In Top Reasons Spouses Stay Faithful, Wendy L. Patrick Ph.D. wrote that research pertaining to motivations for faithfulness, ‘indicated factors decreasing the likelihood of straying were religious, female, and married for less time. She surmised that religion represents moral motivations for faithfulness while the female component might be attributed to patriarchal society, the dynamics of which bind women to marriage as society commands them. Furthermore, that gender differences between males and females in the research, originate from the respective perception of benefits and costs, since the “cost of cheating could be potentially higher for women due to their partners’ reactions and the social stigma, (Psychology Today 2019).

As a male, I feel that cheating on women is more despicable for this reason, causing marriages to fall on religion for validation as opposed to interpersonal or society-based institutions like character and agreement.

The essence of the Self

We all know, or at least have heard the story of someone who can’t stop cheating on their partner, while the other blames themselves for not “being enough” explaining that the person was duplicitous from the beginning. Of course, in some instances, this may be true, though it is difficult to envision a person who is a cheater for no reason. In the same article, Patrick states that ‘fear of being alone and a person’s moral standards predicted anticipated faithfulness more than concern for one’s counterpart or effects on children (Patrick, 2019).’ I interpret this to mean that we first think of ourselves as individuals or digress from thinking at all, rather than caring for the other person or the relationship itself.

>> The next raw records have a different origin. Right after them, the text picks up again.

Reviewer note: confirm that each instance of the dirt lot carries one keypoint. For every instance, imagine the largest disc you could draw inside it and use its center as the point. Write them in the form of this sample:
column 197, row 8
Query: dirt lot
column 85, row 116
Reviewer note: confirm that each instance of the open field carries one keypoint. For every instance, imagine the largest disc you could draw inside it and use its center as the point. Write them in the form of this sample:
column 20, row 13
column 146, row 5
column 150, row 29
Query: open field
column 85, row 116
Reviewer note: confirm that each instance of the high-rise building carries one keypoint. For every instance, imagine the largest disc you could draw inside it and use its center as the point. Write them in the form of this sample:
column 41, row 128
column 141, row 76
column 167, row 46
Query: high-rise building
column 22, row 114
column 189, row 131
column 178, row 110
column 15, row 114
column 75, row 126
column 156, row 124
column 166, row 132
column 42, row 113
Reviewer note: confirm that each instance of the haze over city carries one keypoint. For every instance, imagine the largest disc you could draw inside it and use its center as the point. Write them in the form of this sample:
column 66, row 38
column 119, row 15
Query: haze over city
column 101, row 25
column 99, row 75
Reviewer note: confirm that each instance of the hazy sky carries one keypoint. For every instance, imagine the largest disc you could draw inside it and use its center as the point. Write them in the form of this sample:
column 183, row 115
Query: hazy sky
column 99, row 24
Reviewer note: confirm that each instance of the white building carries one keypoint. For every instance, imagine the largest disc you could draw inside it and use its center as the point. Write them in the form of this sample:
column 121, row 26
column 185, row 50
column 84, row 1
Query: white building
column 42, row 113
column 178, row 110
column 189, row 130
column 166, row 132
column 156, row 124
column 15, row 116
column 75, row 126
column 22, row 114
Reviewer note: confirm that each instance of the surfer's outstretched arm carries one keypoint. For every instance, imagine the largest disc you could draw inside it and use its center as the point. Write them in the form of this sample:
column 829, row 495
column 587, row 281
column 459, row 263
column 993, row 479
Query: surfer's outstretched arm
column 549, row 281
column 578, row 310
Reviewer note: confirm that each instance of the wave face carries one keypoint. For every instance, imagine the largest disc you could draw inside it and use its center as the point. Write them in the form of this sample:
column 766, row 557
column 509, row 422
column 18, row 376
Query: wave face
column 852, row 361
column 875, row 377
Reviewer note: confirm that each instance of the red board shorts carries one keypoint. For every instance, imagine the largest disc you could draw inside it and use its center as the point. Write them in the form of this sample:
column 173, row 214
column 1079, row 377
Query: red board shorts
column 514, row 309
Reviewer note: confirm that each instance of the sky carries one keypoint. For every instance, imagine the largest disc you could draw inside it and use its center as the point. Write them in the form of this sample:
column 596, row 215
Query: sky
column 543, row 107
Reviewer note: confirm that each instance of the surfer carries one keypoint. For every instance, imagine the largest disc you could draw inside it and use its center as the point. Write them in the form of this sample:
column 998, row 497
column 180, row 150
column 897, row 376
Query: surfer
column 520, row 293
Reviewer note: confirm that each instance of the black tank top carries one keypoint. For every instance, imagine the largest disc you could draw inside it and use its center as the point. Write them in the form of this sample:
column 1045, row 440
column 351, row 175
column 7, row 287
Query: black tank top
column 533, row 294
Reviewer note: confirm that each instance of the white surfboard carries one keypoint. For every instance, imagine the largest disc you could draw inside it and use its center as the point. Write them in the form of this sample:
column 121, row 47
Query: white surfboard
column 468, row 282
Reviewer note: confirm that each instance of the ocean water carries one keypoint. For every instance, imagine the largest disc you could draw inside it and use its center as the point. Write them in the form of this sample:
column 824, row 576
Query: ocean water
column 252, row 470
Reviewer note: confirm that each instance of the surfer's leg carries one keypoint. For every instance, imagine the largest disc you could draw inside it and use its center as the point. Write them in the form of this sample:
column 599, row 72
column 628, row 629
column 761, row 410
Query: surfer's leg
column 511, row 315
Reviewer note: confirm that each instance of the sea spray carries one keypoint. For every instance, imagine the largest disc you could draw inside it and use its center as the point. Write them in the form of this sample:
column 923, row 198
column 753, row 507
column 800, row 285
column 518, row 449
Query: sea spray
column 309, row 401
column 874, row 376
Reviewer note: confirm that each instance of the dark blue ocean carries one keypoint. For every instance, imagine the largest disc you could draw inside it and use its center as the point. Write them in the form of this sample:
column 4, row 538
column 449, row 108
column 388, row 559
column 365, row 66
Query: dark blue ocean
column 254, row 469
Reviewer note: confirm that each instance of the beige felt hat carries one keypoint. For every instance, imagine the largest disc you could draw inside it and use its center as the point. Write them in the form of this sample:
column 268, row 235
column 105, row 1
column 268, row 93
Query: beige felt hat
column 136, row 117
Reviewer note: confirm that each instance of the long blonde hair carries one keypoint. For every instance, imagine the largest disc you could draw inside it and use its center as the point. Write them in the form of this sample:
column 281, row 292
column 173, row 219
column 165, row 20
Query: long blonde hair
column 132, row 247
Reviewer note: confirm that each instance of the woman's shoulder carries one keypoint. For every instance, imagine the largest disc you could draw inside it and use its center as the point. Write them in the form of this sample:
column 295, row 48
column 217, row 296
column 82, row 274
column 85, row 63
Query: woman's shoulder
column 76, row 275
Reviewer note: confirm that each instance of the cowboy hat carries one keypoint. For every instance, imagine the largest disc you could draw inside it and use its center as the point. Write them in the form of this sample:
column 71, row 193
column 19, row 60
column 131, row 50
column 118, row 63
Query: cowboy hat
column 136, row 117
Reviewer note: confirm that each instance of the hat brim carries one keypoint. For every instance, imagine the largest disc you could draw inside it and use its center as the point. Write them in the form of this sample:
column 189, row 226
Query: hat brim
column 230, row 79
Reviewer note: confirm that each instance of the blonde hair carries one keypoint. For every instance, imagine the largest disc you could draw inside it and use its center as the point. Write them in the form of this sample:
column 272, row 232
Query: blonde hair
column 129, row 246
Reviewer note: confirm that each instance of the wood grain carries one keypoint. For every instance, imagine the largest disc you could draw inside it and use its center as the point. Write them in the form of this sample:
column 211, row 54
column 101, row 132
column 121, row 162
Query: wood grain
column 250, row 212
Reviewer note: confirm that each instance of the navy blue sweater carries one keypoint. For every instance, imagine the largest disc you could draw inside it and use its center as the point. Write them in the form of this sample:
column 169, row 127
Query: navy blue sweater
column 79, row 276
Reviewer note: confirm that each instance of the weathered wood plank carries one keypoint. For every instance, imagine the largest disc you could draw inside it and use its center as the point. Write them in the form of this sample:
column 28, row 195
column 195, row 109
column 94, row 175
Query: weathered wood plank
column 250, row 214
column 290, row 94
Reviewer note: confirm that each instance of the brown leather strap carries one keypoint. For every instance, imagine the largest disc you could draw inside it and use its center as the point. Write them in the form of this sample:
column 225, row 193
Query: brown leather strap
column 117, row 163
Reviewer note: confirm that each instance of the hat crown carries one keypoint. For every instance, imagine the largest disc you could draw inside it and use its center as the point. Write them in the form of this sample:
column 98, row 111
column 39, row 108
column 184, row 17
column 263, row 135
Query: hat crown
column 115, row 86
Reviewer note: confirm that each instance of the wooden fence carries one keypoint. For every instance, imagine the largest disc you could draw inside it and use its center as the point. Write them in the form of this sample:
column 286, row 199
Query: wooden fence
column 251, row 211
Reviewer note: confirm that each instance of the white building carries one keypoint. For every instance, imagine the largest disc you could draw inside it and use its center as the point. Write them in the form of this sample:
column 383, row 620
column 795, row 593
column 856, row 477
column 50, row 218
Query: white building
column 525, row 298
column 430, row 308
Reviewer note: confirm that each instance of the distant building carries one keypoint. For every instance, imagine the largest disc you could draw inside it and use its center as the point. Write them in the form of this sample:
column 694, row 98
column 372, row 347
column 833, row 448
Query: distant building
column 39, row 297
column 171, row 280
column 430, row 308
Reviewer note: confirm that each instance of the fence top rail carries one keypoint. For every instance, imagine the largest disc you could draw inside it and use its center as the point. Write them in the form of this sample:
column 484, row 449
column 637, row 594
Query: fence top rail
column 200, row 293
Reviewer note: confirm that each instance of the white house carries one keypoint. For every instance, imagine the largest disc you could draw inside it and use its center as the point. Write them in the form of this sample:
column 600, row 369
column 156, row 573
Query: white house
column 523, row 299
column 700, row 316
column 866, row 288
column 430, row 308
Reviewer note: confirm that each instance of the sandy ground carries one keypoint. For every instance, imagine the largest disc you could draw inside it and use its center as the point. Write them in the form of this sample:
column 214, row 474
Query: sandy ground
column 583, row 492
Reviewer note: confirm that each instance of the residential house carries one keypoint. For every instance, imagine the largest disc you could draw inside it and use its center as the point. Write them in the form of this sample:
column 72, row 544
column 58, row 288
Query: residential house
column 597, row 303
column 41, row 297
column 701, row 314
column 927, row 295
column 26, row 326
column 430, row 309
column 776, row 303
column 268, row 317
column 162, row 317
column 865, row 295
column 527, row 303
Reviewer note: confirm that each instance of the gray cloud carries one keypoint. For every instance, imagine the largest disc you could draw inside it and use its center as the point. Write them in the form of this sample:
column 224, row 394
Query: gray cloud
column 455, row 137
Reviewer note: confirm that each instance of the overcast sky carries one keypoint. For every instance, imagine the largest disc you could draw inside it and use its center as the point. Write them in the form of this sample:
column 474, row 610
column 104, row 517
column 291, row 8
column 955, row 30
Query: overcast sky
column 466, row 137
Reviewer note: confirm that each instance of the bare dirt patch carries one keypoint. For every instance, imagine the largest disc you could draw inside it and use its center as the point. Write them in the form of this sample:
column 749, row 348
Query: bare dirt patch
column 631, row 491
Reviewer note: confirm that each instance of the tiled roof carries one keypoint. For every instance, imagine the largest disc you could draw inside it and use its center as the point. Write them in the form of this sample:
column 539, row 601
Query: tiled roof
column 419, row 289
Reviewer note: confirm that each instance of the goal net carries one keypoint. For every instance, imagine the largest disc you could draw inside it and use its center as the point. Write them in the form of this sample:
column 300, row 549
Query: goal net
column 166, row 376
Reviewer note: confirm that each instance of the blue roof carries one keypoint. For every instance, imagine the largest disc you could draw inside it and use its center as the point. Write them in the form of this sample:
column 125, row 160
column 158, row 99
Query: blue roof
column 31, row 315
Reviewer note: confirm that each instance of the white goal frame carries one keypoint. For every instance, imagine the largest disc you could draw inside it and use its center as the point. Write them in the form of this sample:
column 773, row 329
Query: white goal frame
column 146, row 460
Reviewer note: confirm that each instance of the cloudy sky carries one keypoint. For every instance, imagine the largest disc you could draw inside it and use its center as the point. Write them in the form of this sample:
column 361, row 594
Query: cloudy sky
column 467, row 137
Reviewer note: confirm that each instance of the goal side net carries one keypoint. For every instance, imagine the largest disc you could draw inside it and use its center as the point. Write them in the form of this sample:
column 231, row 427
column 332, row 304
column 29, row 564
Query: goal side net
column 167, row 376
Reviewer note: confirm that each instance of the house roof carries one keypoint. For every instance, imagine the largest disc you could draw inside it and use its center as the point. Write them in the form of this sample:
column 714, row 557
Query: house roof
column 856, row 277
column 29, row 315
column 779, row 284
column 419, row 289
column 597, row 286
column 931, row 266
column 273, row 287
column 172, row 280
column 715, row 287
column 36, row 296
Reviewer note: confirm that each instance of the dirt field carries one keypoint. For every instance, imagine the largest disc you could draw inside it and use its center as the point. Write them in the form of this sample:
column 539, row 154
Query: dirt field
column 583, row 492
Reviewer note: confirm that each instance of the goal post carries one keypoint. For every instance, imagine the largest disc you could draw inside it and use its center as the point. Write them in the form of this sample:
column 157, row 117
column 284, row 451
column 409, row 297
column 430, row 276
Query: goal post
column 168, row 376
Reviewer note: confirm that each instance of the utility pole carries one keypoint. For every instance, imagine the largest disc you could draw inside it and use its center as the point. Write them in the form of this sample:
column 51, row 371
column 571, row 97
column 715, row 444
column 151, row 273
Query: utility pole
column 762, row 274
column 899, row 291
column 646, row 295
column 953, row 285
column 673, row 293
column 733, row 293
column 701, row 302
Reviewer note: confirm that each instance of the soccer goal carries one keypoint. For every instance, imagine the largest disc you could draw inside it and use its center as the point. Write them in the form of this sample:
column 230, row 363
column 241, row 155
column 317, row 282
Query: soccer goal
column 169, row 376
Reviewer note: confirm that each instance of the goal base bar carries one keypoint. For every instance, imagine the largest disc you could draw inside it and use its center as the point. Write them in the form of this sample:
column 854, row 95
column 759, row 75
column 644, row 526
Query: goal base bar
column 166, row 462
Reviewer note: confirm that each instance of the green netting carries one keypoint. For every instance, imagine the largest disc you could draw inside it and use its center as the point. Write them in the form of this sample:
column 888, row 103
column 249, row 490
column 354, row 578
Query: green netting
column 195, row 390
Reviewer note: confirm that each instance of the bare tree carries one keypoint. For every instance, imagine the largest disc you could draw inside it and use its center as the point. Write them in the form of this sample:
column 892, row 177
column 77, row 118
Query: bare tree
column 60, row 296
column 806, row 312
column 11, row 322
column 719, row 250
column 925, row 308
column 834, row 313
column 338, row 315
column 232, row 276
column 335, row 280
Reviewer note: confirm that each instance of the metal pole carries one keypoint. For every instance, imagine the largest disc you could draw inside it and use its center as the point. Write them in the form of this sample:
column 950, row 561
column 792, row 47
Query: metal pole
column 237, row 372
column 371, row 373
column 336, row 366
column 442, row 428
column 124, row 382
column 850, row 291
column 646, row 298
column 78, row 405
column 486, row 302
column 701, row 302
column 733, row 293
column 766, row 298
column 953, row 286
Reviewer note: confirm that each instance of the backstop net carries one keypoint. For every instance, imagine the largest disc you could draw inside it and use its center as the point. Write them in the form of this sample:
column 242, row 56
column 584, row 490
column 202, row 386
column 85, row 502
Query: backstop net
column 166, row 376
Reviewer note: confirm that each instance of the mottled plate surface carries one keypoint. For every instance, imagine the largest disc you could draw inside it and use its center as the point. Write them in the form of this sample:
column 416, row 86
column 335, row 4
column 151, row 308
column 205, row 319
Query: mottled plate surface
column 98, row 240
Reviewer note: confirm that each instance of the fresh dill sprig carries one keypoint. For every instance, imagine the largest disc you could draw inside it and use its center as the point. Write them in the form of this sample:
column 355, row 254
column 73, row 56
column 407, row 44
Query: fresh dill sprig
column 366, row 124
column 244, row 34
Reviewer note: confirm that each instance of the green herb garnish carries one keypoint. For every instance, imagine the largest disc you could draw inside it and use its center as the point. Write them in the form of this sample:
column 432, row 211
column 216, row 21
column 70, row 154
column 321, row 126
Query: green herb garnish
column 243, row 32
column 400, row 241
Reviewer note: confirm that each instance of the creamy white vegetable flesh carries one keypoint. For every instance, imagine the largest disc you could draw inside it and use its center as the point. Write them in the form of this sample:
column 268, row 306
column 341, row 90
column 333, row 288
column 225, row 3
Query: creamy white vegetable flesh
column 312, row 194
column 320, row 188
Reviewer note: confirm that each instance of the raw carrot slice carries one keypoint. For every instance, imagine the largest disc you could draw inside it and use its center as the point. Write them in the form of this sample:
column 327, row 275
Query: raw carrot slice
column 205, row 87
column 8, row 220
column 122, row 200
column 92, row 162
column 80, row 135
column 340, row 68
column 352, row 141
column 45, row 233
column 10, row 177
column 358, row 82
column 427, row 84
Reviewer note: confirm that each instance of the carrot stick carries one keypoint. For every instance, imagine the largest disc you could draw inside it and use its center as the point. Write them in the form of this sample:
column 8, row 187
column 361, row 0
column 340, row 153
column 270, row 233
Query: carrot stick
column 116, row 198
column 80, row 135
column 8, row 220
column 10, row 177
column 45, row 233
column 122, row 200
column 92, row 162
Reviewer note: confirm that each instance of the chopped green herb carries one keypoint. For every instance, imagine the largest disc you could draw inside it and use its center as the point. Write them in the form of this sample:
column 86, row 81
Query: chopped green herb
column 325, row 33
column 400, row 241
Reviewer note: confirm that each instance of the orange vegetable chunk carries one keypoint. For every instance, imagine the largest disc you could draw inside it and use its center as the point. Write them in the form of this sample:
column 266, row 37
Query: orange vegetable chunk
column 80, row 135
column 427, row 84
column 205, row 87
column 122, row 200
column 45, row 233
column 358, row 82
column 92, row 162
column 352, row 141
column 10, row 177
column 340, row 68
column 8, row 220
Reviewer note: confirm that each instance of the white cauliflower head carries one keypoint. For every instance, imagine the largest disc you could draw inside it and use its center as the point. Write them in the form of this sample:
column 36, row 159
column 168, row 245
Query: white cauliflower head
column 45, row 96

So, what does this tell us?

There’s debate among professionals as to whether it’s preferable to seek couple vs. individual therapy when it comes to distressed relationships.
And while it is always easier to blame everything but ourselves, science is telling us, and especially where depressive symptoms are present, that we should first become introspective to ascertain if something is plaguing our emotions or personal integrity. Let’s look for a mirror as opposed to binoculars when it comes to romantic relationships.